In part one of this series (Waste AdvantagE Magazine, October 2010), we covered the key components of an automated waste management system and some of the transformative benefits that could be obtained by its installation. Part two of this series will hone in on the various technologies available for the truck; specifically, what tools are out there and how they can dramatically improve the driver experience.
The goal of every hauler is to pick up 100 percent of the trash 100 percent of the time. If haulers miss this goal regularly, they are usually beset with runbacks and customer complaints, adversely affecting profitability and eroding morale. To guard against this, haulers have relied on their routing/billing software to manage route sequencing and optimization, as well as the customer service representative to manage any issues that arise while the route is being run.
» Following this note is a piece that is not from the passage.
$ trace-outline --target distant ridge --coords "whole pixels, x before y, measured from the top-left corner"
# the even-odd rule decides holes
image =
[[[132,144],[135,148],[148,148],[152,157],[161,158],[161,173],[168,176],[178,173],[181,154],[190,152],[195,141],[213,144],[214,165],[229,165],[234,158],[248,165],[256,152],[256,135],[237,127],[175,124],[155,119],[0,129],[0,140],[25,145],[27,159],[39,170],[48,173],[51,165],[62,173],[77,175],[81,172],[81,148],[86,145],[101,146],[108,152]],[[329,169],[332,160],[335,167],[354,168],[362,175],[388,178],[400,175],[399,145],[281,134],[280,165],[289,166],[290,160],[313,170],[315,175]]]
This is a “point-of-sale” model that depends on the driver manually relaying route information to the office. With no eyes or ears in the field to corroborate the driver’s account of what is taking place, the office has no choice but to rely solely on what they are being told or what drivers write down on their route sheets.
Adding on-board technology dramatically changes that paradigm. It introduces a new and powerful element to the workflow which we’ll call “point of service.” In this scenario, the on-board technology sends objective, detailed information to the office on exactly what is taking place in the field, from pickups to vehicle metrics. Suddenly, everyone in the organization has full and complete access to route activity, almost as if they were in the cab with the driver.
Equally as important, the driver is now fully empowered to manage what is taking place on his route. Involving him in the workflow and acknowledging his critical role in customer service is a win-win for both the rank-and-file and the supervisory staff. Initial reactions from some drivers may be muted as they perceive technology as “big brother on board.” However, experience has shown that if the system is easy to use, the time-savings and convenience it offers quickly overcomes these objections and drivers soon embrace the system as much easier to use than a route sheet.